Empty state_dict after moving model to GPU

Hi all,

I am encountering a weird phenomenon when trying to save the parameters of a custom model that has being moved to the GPU in Pytorch 0.4.0. When I call model.state_dict(), the resulting OrderedDict is empty, see the following MWE

import torch
from torch.nn import Module, Parameter

class test_module(Module):

    def __init__(self, device=None):

        super(test_module, self).__init__()
        if device is not None:
            self.device = device
            self.device = torch.device('cpu')
        self.W = Parameter(torch.ones((3, 5))).to(self.device)

cpu = test_module()

gpu = test_module(torch.device('cuda'))

The first printout gives me the desired dictionary, but the second one is empty. Furthermore, if I call print(cpu.to(torch.device('cuda')).state_dict()) I do get the correct dictionary, while if I call print(gpu.to(torch.device(‘cpu’)).state_dict()) then I get an empty object.
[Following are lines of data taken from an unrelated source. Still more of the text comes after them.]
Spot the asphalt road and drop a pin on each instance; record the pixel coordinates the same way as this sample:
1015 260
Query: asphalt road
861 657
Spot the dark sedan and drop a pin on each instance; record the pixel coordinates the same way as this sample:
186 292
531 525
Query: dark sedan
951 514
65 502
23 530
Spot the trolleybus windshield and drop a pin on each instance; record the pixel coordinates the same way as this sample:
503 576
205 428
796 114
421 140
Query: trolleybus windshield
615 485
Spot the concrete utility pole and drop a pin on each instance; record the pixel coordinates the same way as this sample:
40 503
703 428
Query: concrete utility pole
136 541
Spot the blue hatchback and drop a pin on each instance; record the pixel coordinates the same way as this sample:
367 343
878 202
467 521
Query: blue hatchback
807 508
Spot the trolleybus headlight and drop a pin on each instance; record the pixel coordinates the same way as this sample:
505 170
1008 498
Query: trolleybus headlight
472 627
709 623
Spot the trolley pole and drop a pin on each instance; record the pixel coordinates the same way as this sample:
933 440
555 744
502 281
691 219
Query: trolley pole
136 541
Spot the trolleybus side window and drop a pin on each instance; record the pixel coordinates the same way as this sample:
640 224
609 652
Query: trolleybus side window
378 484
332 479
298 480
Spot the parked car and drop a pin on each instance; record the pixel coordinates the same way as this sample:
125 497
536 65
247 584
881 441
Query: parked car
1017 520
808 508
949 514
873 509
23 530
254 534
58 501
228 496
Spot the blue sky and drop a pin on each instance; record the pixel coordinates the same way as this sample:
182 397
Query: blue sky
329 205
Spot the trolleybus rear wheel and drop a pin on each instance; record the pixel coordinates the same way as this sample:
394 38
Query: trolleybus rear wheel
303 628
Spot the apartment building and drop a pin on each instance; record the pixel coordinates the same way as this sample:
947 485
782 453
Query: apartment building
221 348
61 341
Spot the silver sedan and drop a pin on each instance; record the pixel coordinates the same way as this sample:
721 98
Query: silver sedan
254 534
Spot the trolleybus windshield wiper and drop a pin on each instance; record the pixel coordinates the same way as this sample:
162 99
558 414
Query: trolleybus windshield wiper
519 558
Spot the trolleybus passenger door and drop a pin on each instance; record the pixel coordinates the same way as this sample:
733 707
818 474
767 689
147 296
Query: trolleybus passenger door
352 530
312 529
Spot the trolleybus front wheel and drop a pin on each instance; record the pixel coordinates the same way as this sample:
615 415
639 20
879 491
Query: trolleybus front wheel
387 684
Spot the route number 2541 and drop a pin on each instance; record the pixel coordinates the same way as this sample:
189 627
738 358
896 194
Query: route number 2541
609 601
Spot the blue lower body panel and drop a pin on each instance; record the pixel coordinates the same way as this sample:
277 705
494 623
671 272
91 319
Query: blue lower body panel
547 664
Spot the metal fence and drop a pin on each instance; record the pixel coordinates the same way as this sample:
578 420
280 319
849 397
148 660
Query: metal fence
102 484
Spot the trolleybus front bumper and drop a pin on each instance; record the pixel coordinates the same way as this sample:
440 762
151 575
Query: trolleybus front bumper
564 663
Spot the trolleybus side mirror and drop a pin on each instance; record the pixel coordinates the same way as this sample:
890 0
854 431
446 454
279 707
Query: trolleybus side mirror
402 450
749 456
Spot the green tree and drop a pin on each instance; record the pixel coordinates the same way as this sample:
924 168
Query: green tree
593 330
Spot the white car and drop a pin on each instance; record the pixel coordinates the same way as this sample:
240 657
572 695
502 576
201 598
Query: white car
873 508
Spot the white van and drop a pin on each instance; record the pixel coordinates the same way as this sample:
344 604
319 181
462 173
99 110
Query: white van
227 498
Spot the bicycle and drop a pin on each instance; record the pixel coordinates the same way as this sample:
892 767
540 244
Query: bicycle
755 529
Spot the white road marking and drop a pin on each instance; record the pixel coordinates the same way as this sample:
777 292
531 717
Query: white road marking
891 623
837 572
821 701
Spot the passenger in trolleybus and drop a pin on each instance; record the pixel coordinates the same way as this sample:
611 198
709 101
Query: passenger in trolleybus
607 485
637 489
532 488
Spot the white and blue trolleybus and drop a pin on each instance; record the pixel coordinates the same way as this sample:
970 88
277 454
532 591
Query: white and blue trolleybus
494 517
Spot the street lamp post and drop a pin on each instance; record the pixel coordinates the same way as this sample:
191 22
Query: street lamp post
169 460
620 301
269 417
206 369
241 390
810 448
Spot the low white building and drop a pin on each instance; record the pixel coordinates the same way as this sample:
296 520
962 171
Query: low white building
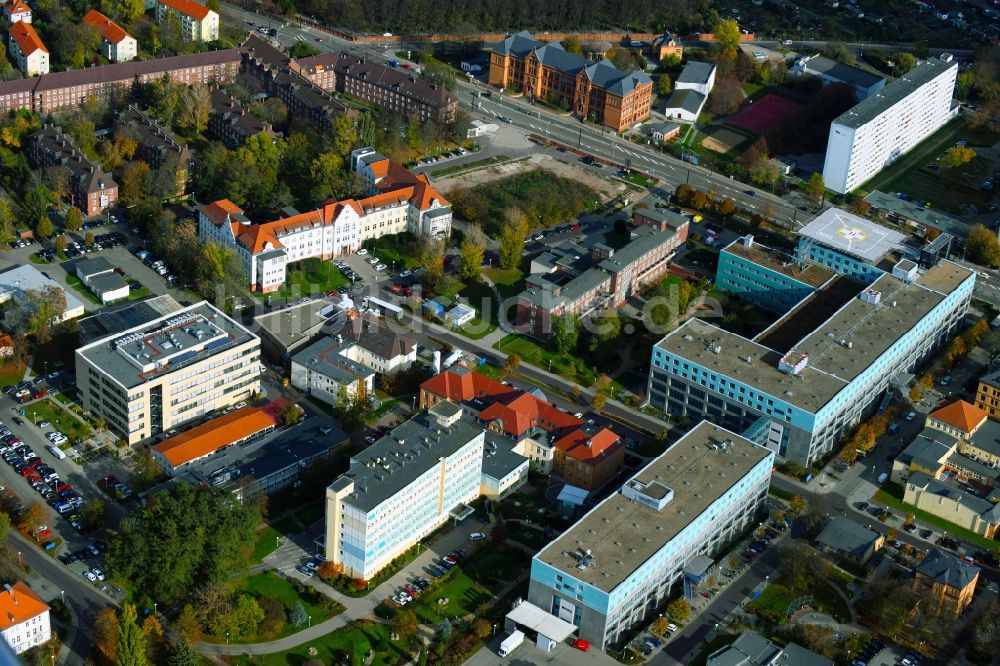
398 201
697 76
197 22
24 618
27 49
349 361
17 283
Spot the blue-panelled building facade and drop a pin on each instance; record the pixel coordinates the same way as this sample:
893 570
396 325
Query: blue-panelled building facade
616 567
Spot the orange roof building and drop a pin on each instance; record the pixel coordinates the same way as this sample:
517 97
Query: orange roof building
24 618
15 11
28 50
396 201
116 44
959 419
585 454
239 427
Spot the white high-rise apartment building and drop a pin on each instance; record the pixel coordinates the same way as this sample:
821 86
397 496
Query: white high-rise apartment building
402 488
879 130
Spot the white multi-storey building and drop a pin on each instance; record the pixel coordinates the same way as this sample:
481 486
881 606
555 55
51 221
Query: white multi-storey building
197 22
151 378
24 618
402 488
879 130
398 201
617 566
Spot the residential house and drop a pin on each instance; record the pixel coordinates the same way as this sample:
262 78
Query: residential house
231 123
946 584
596 91
24 618
16 10
156 145
27 49
850 541
116 44
195 21
90 189
398 91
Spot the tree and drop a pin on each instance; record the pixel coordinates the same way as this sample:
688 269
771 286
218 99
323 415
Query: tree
725 98
982 246
297 615
44 227
512 363
663 85
106 633
184 655
573 45
903 63
194 108
816 188
679 609
130 648
728 36
956 156
472 250
565 332
74 219
512 236
149 552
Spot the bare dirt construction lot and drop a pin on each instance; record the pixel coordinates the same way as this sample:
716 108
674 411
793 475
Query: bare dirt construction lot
606 188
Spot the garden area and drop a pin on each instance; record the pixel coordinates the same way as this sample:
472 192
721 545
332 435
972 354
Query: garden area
310 277
540 194
68 424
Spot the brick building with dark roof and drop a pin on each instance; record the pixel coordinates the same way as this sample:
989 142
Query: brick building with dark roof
595 90
91 189
231 122
391 89
155 144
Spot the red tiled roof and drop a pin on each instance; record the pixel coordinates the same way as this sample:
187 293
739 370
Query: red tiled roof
214 434
602 444
189 7
19 604
27 39
960 414
110 30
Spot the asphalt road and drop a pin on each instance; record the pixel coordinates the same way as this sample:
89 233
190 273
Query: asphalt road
569 131
83 598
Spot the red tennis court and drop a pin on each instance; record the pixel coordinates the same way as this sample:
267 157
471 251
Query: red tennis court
763 114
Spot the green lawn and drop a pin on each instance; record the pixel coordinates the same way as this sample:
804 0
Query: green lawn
334 647
464 596
532 352
78 286
61 420
940 523
265 543
311 277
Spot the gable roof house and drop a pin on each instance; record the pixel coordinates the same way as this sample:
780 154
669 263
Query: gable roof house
116 44
592 90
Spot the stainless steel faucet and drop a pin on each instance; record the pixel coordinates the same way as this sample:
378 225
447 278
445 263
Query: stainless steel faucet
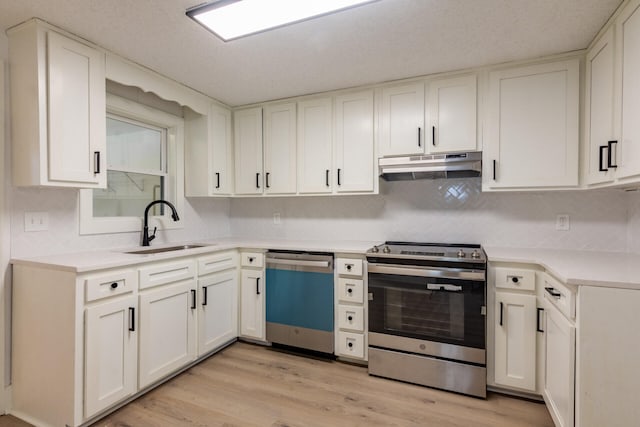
145 231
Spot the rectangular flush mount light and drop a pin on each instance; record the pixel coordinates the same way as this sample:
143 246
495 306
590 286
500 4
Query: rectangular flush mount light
232 19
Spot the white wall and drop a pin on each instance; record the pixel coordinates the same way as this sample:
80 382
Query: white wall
443 211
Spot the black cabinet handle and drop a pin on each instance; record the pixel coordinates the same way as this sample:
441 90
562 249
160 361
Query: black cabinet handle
610 163
601 157
553 292
538 327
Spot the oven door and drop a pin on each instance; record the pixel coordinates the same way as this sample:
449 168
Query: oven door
425 303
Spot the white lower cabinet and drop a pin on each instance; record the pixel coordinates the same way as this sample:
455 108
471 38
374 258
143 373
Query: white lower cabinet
217 310
111 353
167 330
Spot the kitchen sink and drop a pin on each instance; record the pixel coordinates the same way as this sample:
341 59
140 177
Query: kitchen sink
165 249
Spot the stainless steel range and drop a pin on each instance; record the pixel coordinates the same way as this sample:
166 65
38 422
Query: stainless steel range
427 315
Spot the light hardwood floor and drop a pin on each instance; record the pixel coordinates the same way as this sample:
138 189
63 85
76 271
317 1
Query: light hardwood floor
250 385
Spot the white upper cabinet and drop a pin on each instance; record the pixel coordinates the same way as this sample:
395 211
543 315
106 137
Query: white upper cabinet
314 146
600 102
354 143
628 39
248 151
209 153
452 115
532 127
402 120
280 148
58 109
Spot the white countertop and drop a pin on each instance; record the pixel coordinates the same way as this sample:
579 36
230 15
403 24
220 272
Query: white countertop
582 268
82 262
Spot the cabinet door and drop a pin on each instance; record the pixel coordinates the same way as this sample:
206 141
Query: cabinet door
532 127
77 112
355 162
453 112
252 315
221 151
559 378
218 311
280 149
402 120
167 330
314 146
600 104
111 354
248 151
515 340
629 42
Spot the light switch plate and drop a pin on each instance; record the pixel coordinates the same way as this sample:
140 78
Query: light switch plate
36 221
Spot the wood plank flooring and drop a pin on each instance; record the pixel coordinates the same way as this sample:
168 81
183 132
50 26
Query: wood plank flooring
250 385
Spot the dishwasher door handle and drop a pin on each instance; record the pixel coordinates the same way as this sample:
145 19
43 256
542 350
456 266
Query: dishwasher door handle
302 263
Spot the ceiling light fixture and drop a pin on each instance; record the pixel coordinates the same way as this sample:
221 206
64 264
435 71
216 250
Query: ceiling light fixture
232 19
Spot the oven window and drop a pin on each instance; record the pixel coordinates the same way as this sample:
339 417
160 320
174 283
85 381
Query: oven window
431 313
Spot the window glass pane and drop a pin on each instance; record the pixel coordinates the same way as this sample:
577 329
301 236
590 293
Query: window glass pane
128 194
132 146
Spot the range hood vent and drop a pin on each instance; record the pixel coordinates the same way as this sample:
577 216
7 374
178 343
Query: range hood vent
461 165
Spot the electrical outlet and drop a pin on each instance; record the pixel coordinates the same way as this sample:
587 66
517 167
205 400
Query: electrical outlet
562 222
36 221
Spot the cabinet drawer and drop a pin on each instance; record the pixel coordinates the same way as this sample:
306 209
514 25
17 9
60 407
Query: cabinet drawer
160 274
216 262
515 278
351 317
560 295
351 290
351 345
109 284
252 259
348 266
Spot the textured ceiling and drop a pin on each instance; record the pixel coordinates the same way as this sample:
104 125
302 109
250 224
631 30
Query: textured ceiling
386 40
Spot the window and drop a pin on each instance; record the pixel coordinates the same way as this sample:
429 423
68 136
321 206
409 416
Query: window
144 163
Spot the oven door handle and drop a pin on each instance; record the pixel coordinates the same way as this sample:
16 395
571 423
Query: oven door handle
447 273
441 287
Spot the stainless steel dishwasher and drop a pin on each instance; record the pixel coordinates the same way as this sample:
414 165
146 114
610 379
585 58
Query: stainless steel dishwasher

Is this expected behavior, or am I doing something wrong?

Move the to(self.device) operation into the Parameter call:

self.W = Parameter(torch.ones((3, 5)).to(self.device))

The .to is a no-op for CPU tensors in your code, while you are manipulating and thus losing the nn.Parameter for the GPU case.

1 Like

That worked seamlessly. Thank you very much for the explanation!